MLA for Lunenburg
- In office 1993–1998
- Preceded by: new riding
- Succeeded by: Michael Baker

Personal details
- Born: 1940
- Died: December 5, 2017 (aged 77)
- Party: Liberal

= Lila O'Connor =

Canadian politician

Lila O'Connor (1940 – December 5, 2017) was a Canadian politician. She represented the electoral district of Lunenburg in the Nova Scotia House of Assembly from 1993 to 1998. She was a member of the Nova Scotia Liberal Party.

After an unsuccessful attempt to win the provincial Liberal nomination in a Lunenburg area riding in 1988, O'Connor turned to municipal politics and was elected a town councilor in Mahone Bay, Nova Scotia.

She held the seat until resigning in 1993 to enter provincial politics. In the 1993 election, she was elected MLA for Lunenburg, defeating the incumbent from Lunenburg Centre, Al Mosher by 273 votes.

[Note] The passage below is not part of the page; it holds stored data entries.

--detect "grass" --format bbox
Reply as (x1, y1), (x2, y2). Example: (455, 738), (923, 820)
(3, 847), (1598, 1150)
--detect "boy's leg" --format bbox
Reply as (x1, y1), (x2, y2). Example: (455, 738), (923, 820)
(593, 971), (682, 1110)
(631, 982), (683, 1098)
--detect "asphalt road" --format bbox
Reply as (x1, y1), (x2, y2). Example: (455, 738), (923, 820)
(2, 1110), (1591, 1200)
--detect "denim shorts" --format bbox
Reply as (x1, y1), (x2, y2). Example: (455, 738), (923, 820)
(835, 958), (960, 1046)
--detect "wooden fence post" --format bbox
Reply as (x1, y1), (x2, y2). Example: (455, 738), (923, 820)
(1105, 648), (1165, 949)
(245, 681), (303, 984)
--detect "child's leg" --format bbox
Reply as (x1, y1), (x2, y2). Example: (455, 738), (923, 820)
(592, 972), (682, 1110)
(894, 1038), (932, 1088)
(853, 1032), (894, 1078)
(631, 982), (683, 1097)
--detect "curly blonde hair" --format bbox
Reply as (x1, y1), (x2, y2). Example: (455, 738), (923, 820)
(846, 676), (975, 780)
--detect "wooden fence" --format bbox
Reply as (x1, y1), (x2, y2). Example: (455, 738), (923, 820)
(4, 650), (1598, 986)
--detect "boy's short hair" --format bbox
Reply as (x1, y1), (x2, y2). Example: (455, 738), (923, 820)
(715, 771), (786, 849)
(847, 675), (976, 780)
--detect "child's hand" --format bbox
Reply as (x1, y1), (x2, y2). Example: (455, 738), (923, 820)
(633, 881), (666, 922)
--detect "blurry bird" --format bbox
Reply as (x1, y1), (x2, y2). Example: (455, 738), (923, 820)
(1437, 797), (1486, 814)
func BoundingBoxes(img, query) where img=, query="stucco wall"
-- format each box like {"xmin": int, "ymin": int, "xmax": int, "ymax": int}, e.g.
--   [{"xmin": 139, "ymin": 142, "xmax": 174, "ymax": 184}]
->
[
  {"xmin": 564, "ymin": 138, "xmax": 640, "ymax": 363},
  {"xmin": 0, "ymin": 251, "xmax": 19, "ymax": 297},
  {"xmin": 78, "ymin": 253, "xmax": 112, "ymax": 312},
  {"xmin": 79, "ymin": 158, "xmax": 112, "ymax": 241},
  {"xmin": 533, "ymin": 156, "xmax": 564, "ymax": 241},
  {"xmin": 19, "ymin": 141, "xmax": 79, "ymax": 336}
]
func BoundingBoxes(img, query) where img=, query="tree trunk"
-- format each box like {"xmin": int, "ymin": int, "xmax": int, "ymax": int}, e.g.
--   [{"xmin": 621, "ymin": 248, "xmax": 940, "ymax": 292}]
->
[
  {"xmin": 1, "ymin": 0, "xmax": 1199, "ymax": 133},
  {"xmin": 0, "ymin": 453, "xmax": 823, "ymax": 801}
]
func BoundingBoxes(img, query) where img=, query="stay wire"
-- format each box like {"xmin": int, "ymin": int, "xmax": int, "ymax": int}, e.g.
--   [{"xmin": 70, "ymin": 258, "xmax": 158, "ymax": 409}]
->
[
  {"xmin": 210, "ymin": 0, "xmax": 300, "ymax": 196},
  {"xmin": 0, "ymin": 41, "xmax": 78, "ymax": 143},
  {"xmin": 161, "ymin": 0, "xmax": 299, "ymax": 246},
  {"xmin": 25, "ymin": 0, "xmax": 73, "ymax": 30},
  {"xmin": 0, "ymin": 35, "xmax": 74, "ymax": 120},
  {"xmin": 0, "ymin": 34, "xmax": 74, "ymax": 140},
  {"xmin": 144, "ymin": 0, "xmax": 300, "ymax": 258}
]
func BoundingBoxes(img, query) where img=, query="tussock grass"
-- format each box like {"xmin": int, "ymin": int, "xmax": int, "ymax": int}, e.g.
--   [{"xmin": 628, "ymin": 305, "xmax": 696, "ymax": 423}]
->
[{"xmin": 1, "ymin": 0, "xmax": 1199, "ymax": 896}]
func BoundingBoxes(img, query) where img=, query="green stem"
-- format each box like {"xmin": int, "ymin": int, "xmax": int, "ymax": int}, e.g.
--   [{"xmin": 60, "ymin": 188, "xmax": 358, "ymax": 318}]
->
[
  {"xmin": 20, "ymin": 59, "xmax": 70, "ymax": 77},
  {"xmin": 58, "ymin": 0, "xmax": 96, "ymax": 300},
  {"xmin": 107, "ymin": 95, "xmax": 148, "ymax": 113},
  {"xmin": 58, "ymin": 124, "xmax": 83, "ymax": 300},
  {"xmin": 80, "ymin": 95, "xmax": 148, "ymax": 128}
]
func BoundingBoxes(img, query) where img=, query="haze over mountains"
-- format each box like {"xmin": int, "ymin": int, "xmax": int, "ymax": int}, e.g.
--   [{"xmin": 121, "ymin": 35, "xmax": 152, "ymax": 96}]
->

She served as a backbench member of John Savage's government. She was defeated by Progressive Conservative Michael Baker when she ran for re-election in the 1998 election. She was again nominated as the Liberal candidate in the riding for the 1999 election, but was again defeated by Baker. O'Connor returned to municipal politics in 2000, and served as a town councillor in Mahone Bay for 12 years, before being defeated in 2012.

==Death==
Lila O'Connor died in December 2017.